Lors de son discours à la soirée, M. Biden a cité deux lignes de Kieu en anglais, le texte original étant « Le ciel permet encore aujourd'hui/La brume au bout de l'allée se dissipe, les nuages dans le ciel se séparent. »
Le Conte de Kieu est l’une des œuvres les plus importantes de la littérature vietnamienne. Cette œuvre en dit long et constitue une histoire très importante en ce qui concerne la culture et les valeurs vietnamiennes.
L’intérêt de M. Biden à en apprendre davantage sur l’œuvre la plus importante de la littérature vietnamienne est un acte de respect. Et je pense que si nous pouvons faire preuve de respect, nous pouvons instaurer la confiance.

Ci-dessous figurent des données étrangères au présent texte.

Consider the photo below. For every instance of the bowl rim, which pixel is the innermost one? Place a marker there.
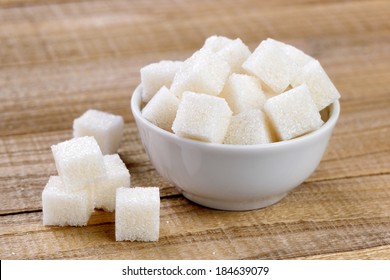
(334, 112)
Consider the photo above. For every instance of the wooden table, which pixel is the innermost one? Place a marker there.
(60, 58)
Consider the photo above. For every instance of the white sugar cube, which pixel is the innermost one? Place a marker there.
(248, 128)
(105, 127)
(202, 117)
(234, 52)
(156, 75)
(63, 207)
(79, 162)
(161, 109)
(203, 72)
(298, 56)
(137, 214)
(321, 87)
(243, 93)
(216, 43)
(293, 113)
(272, 65)
(117, 176)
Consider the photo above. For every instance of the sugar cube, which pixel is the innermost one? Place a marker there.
(63, 207)
(272, 65)
(105, 127)
(137, 214)
(161, 109)
(293, 113)
(216, 43)
(156, 75)
(234, 52)
(321, 87)
(248, 128)
(117, 176)
(243, 93)
(298, 56)
(79, 162)
(203, 72)
(202, 117)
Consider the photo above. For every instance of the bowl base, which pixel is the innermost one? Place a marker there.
(234, 205)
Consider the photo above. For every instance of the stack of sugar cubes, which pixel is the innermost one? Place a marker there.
(92, 175)
(225, 94)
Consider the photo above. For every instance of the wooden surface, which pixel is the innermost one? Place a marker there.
(60, 58)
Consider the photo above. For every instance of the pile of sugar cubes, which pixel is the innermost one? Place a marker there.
(92, 175)
(224, 93)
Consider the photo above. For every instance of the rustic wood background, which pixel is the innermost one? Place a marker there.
(59, 58)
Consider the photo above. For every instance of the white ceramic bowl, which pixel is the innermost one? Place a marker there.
(233, 177)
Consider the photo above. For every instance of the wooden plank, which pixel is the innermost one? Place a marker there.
(59, 58)
(317, 219)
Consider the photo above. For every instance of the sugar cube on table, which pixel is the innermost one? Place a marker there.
(63, 207)
(321, 87)
(79, 162)
(243, 92)
(272, 66)
(248, 128)
(156, 75)
(137, 214)
(216, 43)
(293, 113)
(234, 52)
(105, 127)
(117, 176)
(203, 72)
(202, 117)
(298, 56)
(161, 109)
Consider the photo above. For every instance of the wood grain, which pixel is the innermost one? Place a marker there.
(60, 58)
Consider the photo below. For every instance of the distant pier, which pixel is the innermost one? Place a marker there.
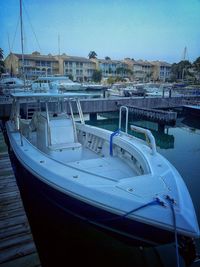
(160, 116)
(101, 105)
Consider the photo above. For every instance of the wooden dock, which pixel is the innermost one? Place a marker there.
(160, 116)
(17, 248)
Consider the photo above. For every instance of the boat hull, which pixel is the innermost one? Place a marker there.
(43, 196)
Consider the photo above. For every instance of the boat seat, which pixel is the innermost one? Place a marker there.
(72, 145)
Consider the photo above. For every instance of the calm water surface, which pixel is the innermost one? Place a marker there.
(180, 144)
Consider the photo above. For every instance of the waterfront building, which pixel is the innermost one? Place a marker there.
(35, 65)
(80, 68)
(111, 68)
(161, 70)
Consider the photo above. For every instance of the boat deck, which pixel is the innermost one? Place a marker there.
(108, 167)
(17, 247)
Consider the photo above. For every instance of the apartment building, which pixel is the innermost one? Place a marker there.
(111, 68)
(80, 68)
(161, 70)
(35, 64)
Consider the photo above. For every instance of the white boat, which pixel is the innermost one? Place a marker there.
(61, 83)
(108, 179)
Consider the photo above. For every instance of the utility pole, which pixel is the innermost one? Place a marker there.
(22, 41)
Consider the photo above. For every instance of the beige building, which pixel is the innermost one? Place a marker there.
(146, 71)
(161, 70)
(35, 64)
(81, 68)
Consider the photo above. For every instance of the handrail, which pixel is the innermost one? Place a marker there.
(48, 125)
(73, 120)
(80, 111)
(120, 118)
(149, 137)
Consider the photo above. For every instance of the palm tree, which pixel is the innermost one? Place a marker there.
(2, 67)
(196, 65)
(92, 54)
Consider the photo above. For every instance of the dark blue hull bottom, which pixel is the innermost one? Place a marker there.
(58, 220)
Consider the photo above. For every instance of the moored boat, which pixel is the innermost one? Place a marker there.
(113, 181)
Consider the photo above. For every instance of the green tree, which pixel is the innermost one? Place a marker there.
(2, 66)
(92, 54)
(97, 76)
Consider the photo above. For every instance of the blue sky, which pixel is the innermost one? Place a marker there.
(139, 29)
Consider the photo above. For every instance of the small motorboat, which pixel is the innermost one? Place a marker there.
(111, 180)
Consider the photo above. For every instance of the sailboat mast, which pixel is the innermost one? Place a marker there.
(22, 40)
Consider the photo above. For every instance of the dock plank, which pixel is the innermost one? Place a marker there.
(17, 248)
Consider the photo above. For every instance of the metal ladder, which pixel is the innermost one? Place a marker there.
(120, 118)
(72, 115)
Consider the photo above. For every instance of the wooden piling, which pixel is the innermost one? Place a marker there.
(17, 248)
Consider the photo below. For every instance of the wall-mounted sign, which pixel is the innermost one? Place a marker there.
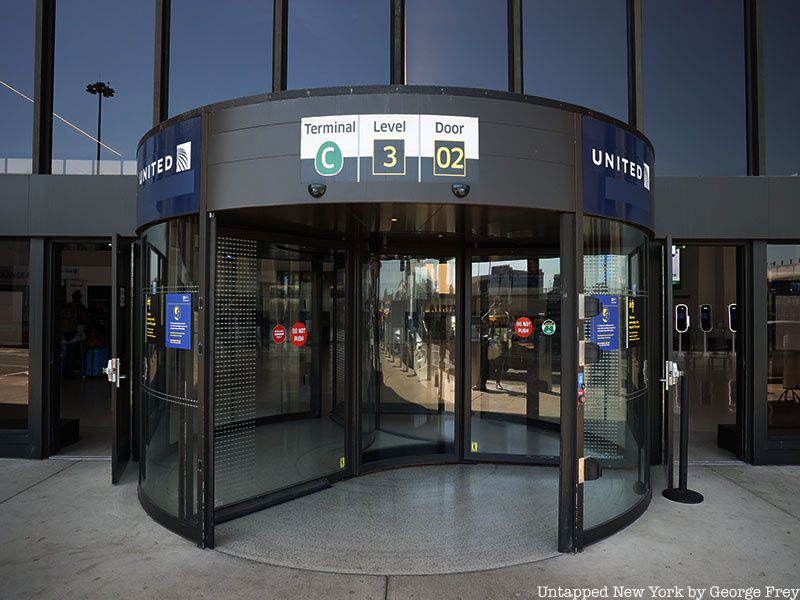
(152, 313)
(168, 169)
(389, 147)
(178, 321)
(548, 327)
(634, 338)
(279, 334)
(299, 334)
(617, 173)
(523, 327)
(605, 326)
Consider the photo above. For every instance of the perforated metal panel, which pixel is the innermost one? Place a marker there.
(234, 368)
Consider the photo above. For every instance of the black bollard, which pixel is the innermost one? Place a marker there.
(682, 494)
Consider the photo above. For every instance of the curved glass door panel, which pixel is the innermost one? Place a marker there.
(515, 357)
(408, 356)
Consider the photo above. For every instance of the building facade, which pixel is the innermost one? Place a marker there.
(309, 240)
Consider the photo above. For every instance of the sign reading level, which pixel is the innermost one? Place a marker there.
(178, 320)
(389, 147)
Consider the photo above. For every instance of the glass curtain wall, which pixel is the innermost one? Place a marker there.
(407, 360)
(14, 324)
(615, 408)
(218, 52)
(515, 356)
(322, 55)
(457, 43)
(783, 340)
(279, 367)
(590, 41)
(170, 366)
(17, 30)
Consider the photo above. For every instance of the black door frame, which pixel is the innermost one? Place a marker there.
(473, 252)
(744, 341)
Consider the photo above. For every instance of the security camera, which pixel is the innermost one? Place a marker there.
(460, 190)
(317, 189)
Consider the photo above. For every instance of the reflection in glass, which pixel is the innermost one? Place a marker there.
(457, 43)
(783, 340)
(218, 53)
(408, 357)
(781, 47)
(694, 104)
(95, 42)
(17, 30)
(577, 51)
(14, 299)
(169, 375)
(361, 55)
(280, 405)
(615, 408)
(515, 356)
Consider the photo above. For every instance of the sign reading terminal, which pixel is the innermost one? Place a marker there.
(389, 147)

Une fois que nous avons confiance, nous pouvons faire beaucoup de choses ensemble et continuer à bâtir davantage de confiance.
Je crois que les relations personnelles et la confiance entre les dirigeants peuvent créer une dynamique pour promouvoir les relations entre les deux pays.

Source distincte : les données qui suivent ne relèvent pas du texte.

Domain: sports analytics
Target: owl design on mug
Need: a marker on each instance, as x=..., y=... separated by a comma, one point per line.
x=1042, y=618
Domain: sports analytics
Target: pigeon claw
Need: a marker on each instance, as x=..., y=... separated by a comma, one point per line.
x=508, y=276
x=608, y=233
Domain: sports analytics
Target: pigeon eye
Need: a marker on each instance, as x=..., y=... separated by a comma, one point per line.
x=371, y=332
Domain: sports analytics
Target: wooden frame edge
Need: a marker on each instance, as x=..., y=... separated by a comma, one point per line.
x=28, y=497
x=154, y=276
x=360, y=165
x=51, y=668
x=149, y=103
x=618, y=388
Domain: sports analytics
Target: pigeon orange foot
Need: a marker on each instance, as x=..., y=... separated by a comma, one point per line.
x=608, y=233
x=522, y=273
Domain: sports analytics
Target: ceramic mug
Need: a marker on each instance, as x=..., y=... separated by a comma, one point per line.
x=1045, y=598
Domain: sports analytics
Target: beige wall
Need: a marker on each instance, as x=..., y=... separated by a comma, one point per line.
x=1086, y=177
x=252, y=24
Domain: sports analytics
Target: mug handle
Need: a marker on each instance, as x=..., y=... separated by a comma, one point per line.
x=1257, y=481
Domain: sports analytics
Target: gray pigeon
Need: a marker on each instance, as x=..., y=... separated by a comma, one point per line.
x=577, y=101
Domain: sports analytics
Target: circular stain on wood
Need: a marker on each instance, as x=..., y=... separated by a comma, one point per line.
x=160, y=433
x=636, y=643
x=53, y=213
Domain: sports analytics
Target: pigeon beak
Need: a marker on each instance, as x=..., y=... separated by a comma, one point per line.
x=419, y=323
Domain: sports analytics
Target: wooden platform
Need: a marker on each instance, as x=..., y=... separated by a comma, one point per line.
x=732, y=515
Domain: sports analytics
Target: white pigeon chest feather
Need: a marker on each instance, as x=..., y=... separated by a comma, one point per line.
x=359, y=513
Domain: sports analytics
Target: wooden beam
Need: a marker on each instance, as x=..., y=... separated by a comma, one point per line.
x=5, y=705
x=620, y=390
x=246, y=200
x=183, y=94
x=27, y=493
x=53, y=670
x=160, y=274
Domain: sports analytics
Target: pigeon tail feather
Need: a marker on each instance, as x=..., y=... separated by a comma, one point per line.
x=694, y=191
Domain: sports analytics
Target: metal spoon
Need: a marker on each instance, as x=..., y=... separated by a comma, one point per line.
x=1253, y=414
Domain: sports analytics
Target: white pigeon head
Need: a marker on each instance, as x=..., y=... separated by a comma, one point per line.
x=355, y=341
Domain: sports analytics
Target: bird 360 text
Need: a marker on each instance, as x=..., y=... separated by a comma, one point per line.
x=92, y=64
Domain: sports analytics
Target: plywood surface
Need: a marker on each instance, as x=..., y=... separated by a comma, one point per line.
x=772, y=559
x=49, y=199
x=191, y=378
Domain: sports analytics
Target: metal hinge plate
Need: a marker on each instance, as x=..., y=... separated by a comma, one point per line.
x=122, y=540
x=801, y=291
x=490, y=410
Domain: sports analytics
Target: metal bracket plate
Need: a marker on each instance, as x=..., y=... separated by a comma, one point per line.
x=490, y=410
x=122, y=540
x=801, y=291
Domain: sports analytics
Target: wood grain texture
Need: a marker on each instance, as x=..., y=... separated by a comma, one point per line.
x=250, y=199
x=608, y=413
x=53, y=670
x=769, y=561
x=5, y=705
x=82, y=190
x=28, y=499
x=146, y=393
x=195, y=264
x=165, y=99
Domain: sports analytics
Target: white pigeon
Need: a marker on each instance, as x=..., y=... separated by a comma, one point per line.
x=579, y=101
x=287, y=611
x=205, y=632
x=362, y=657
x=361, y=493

L'ancien ambassadeur des États-Unis au Vietnam, Ted Osius, a déclaré que « rien n'est impossible » dans les relations entre le Vietnam et les États-Unis (Photo : New York Times).
« Rien n’est impossible dans les relations Vietnam-Etats-Unis »

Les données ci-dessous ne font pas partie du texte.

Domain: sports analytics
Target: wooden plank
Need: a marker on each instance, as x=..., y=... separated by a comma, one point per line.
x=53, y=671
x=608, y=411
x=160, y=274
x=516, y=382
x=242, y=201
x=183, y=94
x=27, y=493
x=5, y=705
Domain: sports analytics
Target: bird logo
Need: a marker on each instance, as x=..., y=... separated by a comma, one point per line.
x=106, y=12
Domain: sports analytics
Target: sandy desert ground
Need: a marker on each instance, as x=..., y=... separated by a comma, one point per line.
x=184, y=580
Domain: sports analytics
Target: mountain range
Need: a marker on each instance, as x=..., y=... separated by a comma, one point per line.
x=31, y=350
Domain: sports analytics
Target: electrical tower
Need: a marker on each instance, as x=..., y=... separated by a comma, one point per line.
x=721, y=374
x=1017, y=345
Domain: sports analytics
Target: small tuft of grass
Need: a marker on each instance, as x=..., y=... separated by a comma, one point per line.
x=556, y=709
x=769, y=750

Il a déclaré à plusieurs reprises que « rien n’est impossible » lorsqu’il parle des relations entre le Vietnam et les États-Unis. Pourriez-vous développer ce point de vue ?
- En fait, cette phrase ne vient pas de moi en premier, mais de M. Pete Peterson, le premier ambassadeur des États-Unis au Vietnam.
A l'occasion du 20e anniversaire de la normalisation des relations entre les deux pays, M. Peterson a déclaré : « Je crois que rien n'est impossible dans les relations américano-vietnamiennes », et j'ai pensé : « Il a raison ». C’est ce que j’ai répété à maintes reprises au cours de mes trois années en tant qu’ambassadeur.
De nombreux Vietnamiens m'ont dit qu'ils étaient également d'accord sur le fait que « rien n'est impossible » dans notre relation. Et je pense que c’est après la visite du Secrétaire général que j’en suis le plus conscient, lorsque nous avons accéléré la coopération dans tous les domaines.
Après la visite du président Obama au Vietnam en 2016, une série d’accords ont été signés et nous avons pu achever ce sur quoi les deux parties travaillaient depuis de nombreuses années. Cela a également facilité une croissance extraordinaire dans les relations économiques et commerciales entre le Vietnam et les États-Unis.
Lorsque je suis arrivé au Vietnam il y a 30 ans, l’économie vietnamienne était encore petite. Mais l'année dernière, le chiffre d'affaires du commerce bilatéral s'élevait à 138 milliards de dollars, tandis que le Vietnam était le 8e plus grand partenaire commercial des États-Unis. Ce n’est pas une coïncidence.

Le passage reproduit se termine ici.